Inflation not falling fast enough

Inflation continued to fall in the first quarter of 2024, with consumer price growth at 3.6% p.a., and producer prices growing by 4.3% p.a.

However, these inflation figures exceeded market expectations of a slower fall, with inflation rising 1.0% in the first quarter of the year.

They indicate that the “last mile” of inflation will prove especially stubborn and threaten official forecasts for CPI to return to target by end-2025.

Cuts to interest rates are likely to be delayed into late 2024 at the earliest, depending on the strength of the labour market.

Consumers cautious in March

According to ABS data, retail turnover in Australia decreased 0.4% in March 2024.

The decline in March retail revenue was attributable to all industries except for food retailing.

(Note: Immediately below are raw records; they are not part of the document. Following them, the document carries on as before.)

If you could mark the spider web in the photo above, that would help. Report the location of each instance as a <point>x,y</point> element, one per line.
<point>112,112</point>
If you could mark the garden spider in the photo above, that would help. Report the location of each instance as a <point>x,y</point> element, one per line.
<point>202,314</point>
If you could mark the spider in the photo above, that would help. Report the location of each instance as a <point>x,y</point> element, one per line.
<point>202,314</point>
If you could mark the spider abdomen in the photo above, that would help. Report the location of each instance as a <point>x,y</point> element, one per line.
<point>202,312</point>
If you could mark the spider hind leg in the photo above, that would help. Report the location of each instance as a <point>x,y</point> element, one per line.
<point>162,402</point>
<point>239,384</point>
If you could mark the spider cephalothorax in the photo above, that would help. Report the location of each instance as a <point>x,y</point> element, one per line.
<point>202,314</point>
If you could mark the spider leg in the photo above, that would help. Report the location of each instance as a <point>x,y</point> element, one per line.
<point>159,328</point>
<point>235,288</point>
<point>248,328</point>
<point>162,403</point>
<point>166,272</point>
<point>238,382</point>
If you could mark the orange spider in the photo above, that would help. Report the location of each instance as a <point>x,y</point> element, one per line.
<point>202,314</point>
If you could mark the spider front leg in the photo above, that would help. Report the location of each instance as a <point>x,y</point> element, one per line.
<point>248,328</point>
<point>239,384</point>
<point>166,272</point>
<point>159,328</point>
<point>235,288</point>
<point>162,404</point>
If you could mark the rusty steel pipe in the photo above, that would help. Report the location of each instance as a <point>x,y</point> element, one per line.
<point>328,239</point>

The clothing, footwear and accessories sector faced the largest fall, following a temporary Taylor Swift inspired boost in previous months.  

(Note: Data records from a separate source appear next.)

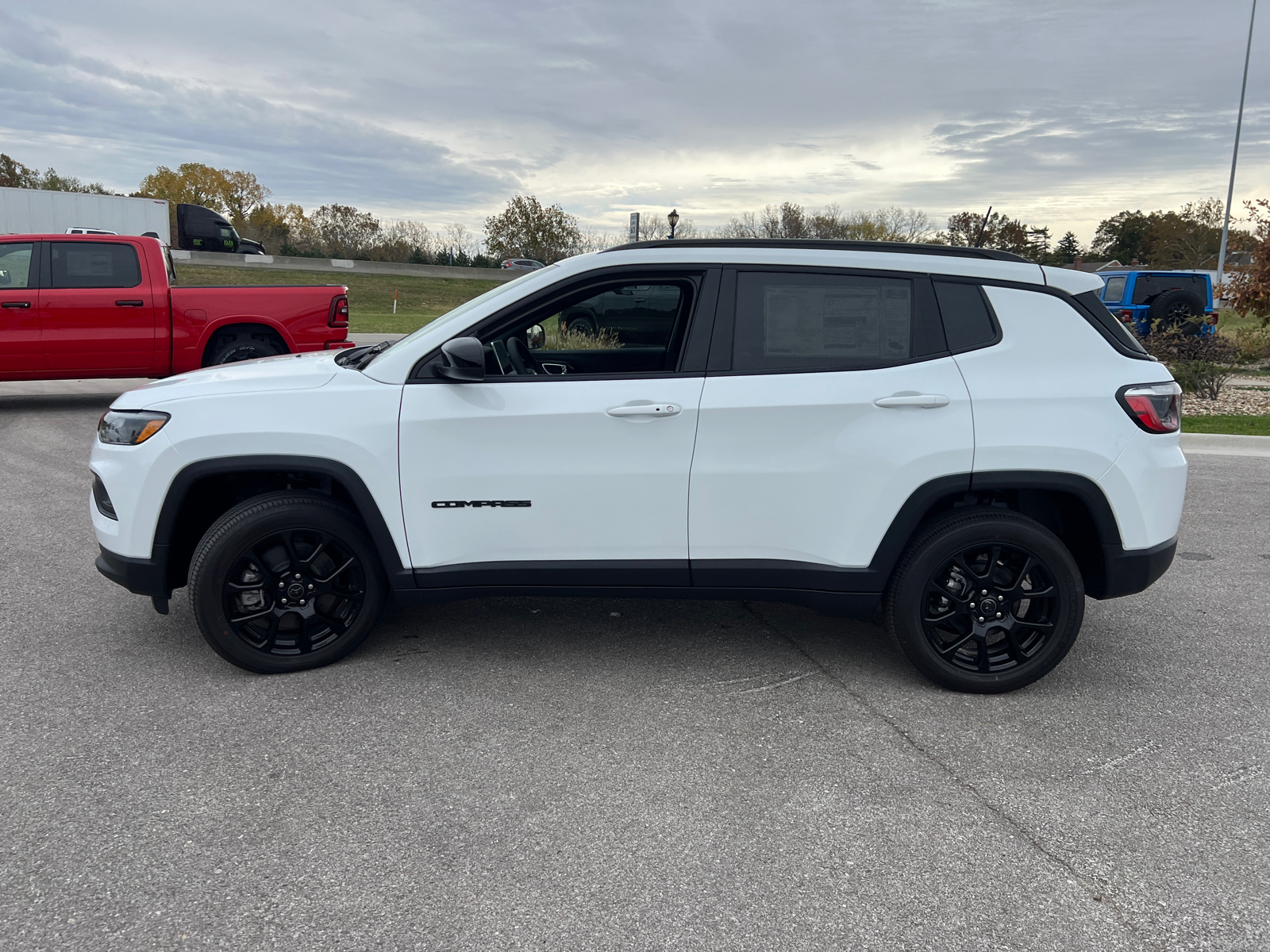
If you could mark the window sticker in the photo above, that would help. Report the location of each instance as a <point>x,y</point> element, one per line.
<point>836,321</point>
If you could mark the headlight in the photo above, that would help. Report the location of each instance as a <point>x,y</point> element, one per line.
<point>130,427</point>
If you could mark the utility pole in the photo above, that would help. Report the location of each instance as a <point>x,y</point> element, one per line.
<point>1238,127</point>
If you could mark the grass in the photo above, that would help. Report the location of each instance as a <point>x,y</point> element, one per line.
<point>370,296</point>
<point>1237,425</point>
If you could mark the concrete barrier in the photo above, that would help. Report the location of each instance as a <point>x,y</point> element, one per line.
<point>340,266</point>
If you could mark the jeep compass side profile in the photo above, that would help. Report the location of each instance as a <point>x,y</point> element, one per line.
<point>959,436</point>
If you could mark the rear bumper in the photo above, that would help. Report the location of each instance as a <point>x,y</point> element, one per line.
<point>143,577</point>
<point>1128,571</point>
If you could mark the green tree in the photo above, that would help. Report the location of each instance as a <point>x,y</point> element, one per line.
<point>14,175</point>
<point>1068,249</point>
<point>527,228</point>
<point>999,232</point>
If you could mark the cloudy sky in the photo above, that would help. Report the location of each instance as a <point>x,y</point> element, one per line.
<point>1057,113</point>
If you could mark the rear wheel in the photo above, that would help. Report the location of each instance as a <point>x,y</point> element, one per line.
<point>232,348</point>
<point>1176,311</point>
<point>285,583</point>
<point>986,601</point>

Per capita retail turnover was $1601 in March. This was preceded by modest increases in January and February. Consumers are cautious of retail spending as cost-of-living pressures remain high.

Living costs hit employees the most

Employee households are currently facing the highest cost of living increases, rising 6.5% p.a. in March.

This suggest underlying cost pressures on employee households are much higher than implied by headline CPI numbers (3.6%). 

Rising interest rates explain these differences, with employee households more likely to be mortgagees. Mortgage interest charges increased to 7.0% in the March quarter up from 5.4% in December quarter.

Broader factors, such as higher insurance premiums, healthcare, food and housing also contributed

Discretionary spending slips again

After some improvements early in the year, household spending growth fell again in March.

Household spending grew 2.1% in the month, its second lowest reading since the pandemic.  

Weaker figures for food, transportation, recreation and culture were the major contributors.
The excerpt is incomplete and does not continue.